# Molecular Maps: PCA using RDKIT, part 2

Author: AlvaroVM [https://alvarovm.github.io](http://alvarovm.github.io)
Version: 0.0.1

## Example 1: PCA to distinguish between rings and chains

For this example we define in SMILES string two groups of molecules with different substituents, such as -CH3, -O, -F, -Cl, and- I , in molecules with six carbons 1) in a ring and 2) in chain. Those molecules would be added to a list, additionally we add a 'certain' property , this could be used later as a flag.

In [None]:
import sys
import os
SRC_DIR='../..'

In [None]:
sys.path.append(os.path.join(SRC_DIR, 'code'))
import utils

In [None]:
%matplotlib inline
import matplotlib.pyplot as plt
import numpy as np

import pandas as pd
#https://github.com/jmcarpenter2/swifter
#import swifter
#2-TSNE-UMAP-map-cuda-Copy1

from rdkit import Chem
from rdkit.Chem import AllChem
from rdkit import DataStructs 
from rdkit.Chem import Draw
from rdkit.Chem.rdMolDescriptors import  GetHashedMorganFingerprint
from rdkit.DataStructs import ConvertToNumpyArray

from sklearn.manifold import TSNE

import hdbscan

utils.plot_settings2()

results_path = os.path.join(SRC_DIR,'results')

In [None]:
df = pd.read_pickle('../../data/extended_db_Zindo_Nov_2019_V5_cannfp_clust.pkl').fillna(value = 0)
print('Column names: {}'.format(str(df.columns.tolist())))
print('Table Shape: {}'.format(df.shape))
#df.head(2)

### Exercises

* Clean the tables removing the rows with zeros in 'lambda_tddft (nm)' and 'lambda_sTDA (nm)'

In [None]:
#tag='lambda_exp_max (nm)'
tag='lambda_sTDA (nm)'
df=df[df['lambda_sTDA (nm)']>0]
df=df[df['lambda_tddft (nm)']>0]
print('Table Shape: {}'.format(df.shape))

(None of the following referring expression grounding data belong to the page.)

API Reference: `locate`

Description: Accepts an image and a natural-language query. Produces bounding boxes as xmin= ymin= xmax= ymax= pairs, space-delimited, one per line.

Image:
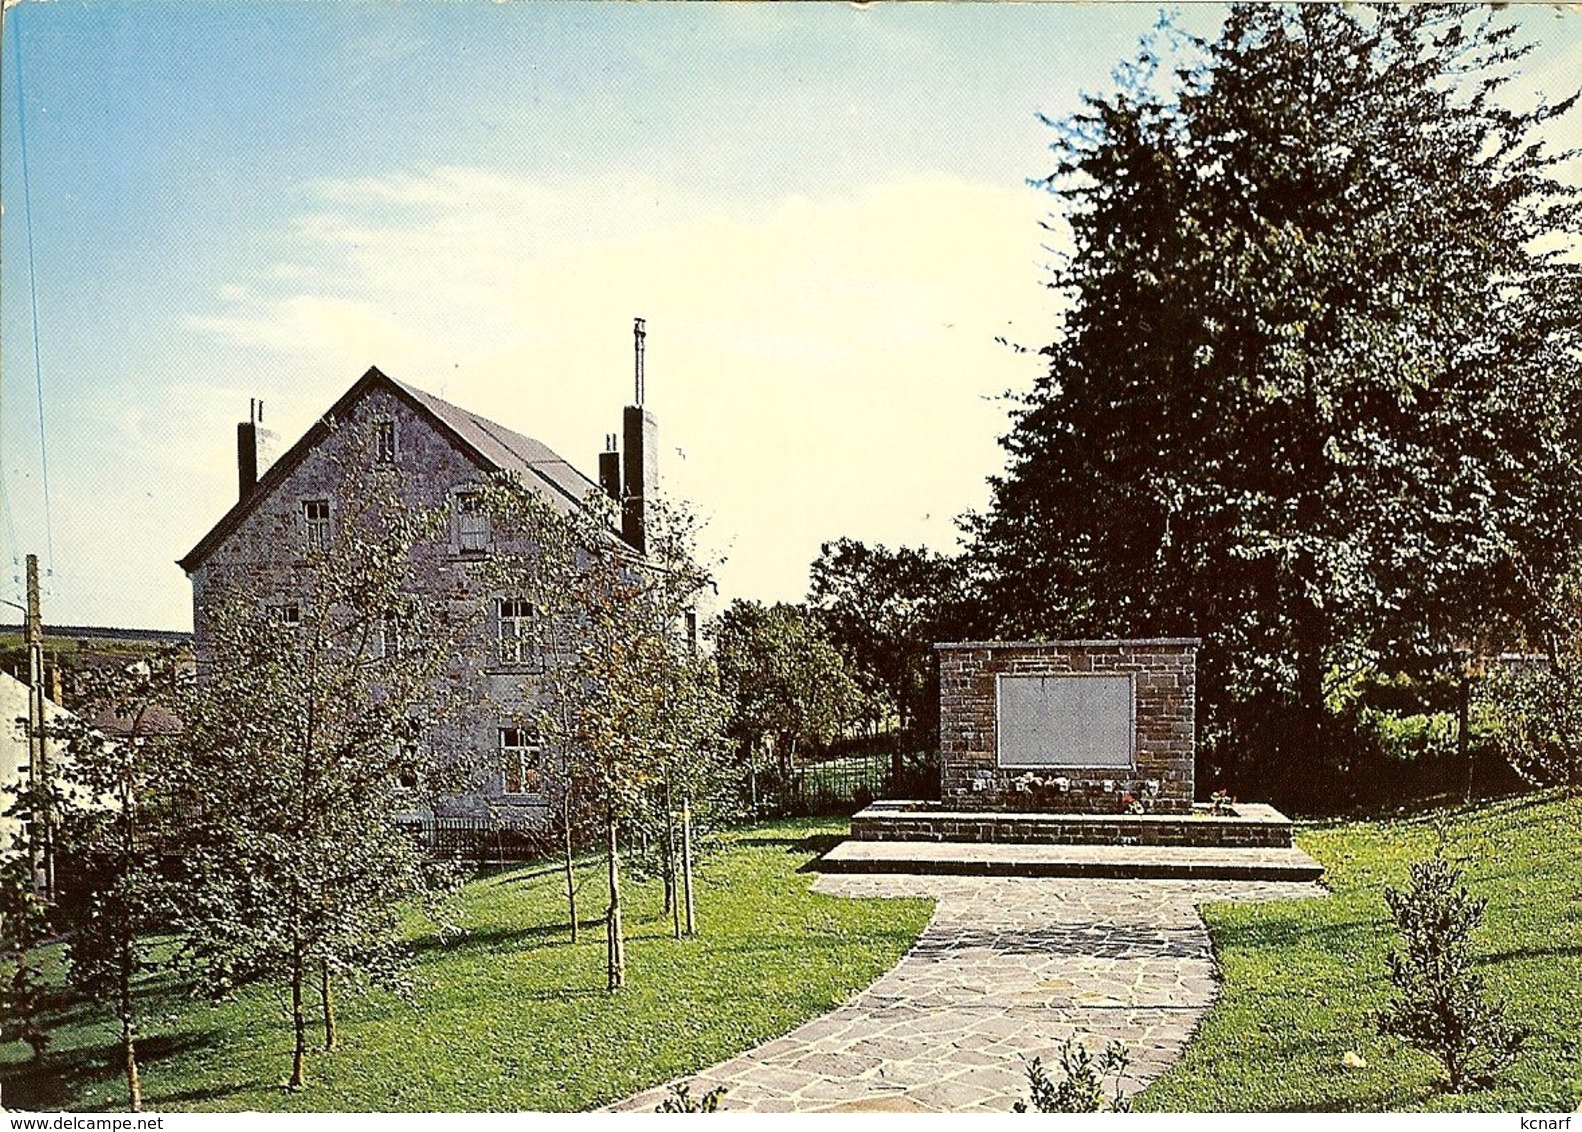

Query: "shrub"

xmin=1477 ymin=654 xmax=1582 ymax=794
xmin=656 ymin=1081 xmax=726 ymax=1112
xmin=1376 ymin=855 xmax=1527 ymax=1091
xmin=1012 ymin=1039 xmax=1130 ymax=1113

* Compare 'lambda_tddft (nm)' vs 'lambda_sTDA (nm)', use  t-SNE clusters to colour the points. Is there any relationship? 

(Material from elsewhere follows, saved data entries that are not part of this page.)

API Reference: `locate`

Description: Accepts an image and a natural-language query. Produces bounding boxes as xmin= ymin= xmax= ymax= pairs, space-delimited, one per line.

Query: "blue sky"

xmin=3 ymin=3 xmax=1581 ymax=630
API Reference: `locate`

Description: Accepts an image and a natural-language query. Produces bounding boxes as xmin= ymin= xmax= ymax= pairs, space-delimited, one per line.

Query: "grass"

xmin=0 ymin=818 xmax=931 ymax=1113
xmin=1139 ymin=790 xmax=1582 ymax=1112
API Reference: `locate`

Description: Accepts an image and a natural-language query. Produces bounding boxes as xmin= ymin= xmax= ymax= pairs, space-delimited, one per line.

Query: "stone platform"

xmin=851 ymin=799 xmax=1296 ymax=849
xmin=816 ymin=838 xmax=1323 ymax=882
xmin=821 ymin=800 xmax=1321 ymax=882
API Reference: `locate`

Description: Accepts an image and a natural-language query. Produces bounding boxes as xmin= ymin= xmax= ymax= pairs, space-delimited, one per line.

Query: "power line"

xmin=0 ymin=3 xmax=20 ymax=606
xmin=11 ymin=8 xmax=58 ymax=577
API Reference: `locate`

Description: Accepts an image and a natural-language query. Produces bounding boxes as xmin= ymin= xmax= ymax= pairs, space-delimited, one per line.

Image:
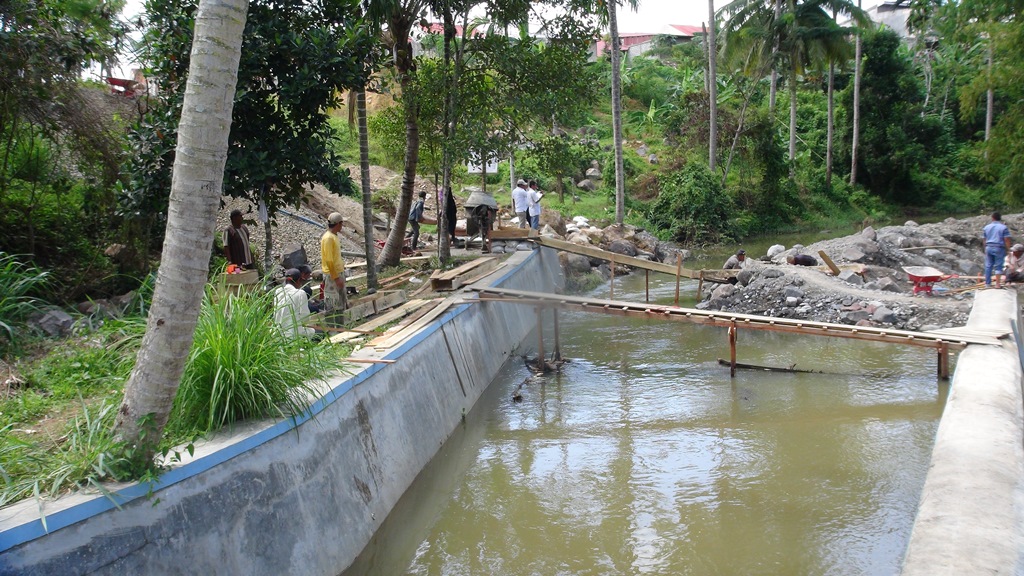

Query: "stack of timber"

xmin=328 ymin=297 xmax=441 ymax=344
xmin=335 ymin=290 xmax=406 ymax=326
xmin=366 ymin=298 xmax=451 ymax=350
xmin=430 ymin=256 xmax=502 ymax=291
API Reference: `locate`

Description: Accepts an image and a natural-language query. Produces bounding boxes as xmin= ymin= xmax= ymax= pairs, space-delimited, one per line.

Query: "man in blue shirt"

xmin=983 ymin=211 xmax=1012 ymax=288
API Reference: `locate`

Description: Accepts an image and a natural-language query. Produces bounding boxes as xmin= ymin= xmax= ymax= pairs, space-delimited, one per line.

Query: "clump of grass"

xmin=169 ymin=289 xmax=340 ymax=435
xmin=0 ymin=252 xmax=49 ymax=348
xmin=0 ymin=400 xmax=138 ymax=508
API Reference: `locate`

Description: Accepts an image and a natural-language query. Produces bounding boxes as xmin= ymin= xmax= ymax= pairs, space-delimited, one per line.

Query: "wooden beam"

xmin=818 ymin=250 xmax=842 ymax=276
xmin=533 ymin=236 xmax=735 ymax=284
xmin=470 ymin=286 xmax=997 ymax=350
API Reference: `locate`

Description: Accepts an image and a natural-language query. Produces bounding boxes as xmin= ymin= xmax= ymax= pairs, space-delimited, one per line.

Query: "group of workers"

xmin=222 ymin=208 xmax=350 ymax=340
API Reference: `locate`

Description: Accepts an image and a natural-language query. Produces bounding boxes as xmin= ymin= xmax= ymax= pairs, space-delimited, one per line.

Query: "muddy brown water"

xmin=343 ymin=273 xmax=948 ymax=575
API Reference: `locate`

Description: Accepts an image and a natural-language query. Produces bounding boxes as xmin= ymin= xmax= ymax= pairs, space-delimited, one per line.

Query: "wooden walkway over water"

xmin=467 ymin=285 xmax=1007 ymax=379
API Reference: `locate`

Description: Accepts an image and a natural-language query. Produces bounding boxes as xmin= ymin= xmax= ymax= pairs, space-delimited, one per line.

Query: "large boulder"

xmin=767 ymin=244 xmax=786 ymax=259
xmin=280 ymin=242 xmax=308 ymax=269
xmin=586 ymin=167 xmax=602 ymax=179
xmin=607 ymin=240 xmax=638 ymax=258
xmin=576 ymin=179 xmax=597 ymax=191
xmin=29 ymin=308 xmax=74 ymax=337
xmin=539 ymin=211 xmax=566 ymax=236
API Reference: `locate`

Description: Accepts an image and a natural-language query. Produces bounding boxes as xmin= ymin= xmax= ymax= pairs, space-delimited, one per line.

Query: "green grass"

xmin=0 ymin=252 xmax=49 ymax=349
xmin=168 ymin=288 xmax=344 ymax=435
xmin=1 ymin=286 xmax=351 ymax=507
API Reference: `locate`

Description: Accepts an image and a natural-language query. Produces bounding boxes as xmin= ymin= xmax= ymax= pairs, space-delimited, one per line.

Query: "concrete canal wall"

xmin=0 ymin=247 xmax=564 ymax=576
xmin=901 ymin=289 xmax=1024 ymax=575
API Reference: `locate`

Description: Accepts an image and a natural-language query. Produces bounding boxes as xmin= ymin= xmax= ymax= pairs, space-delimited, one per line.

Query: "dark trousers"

xmin=410 ymin=221 xmax=421 ymax=249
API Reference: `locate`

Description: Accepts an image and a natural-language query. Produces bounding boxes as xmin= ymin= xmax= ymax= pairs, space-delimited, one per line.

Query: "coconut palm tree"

xmin=115 ymin=0 xmax=249 ymax=458
xmin=368 ymin=0 xmax=429 ymax=267
xmin=708 ymin=0 xmax=718 ymax=172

* Compare 'lambda_tddft (nm)' vs 'lambda_sTDA (nm)' in the most populated clusters. Are there clusters that correlate better?

In [None]:
df['stda_dft'] = df['lambda_tddft (nm)'].values[:]- df[ 'lambda_sTDA (nm)'].values[:]

In [None]:
plt.figure(figsize=(8,6))
plt.scatter(df['lambda_tddft (nm)'].values[:], df[ 'lambda_sTDA (nm)'].values[:], marker='o', c=df[ 'cluster'], cmap='brg', s=df['stda_dft'],alpha=.8,)
#plt.scatter(X_skernpca[y==1, 0], X_skernpca[y==1, 1], 

plt.xlabel('TDDFT')
plt.ylabel('sTDA')
plt.title('Lambda TDDFT vs sTDA, coloured with Cluster#')
cbar = plt.colorbar()
cbar.set_label('Cluster')
#utils.save_figure(results_path,'tddft-stda-diff_lem')
plt.show()

* Compute the difference between 'lambda_tddft (nm)' and 'lambda_sTDA (nm)'. Analyze the differences by cluster.

In [None]:
import matplotlib as mpl
import seaborn as sns
counts = df.cluster.value_counts()
counts[1:3]

In [None]:
fig, ax = plt.subplots(1, 1, figsize=(8,7))
ax=[]
names=[]
for e in counts[1:3].keys():
    label='Cluster {}'.format(e)
    ax=sns.distplot(df[df['cluster']==e]['stda_dft'].values,kde_kws={"shade": True},label=label)
    names.append('Cluster {}'.format(e))

plt.xlabel(r'$\lambda$ (nm)')
plt.ylabel('Relative frequency')
plt.title('TDDFT-sTDA, Clusterwise')

ax.legend(names)
#header_legend('',  title='Clusters', loc='upper right',bbox_to_anchor=(1.15,1.0))
#utils.save_figure(results_path,'tddft-stda-diff-cluster-lem')
plt.show()

* Repeat the same analysis with the ZINDO method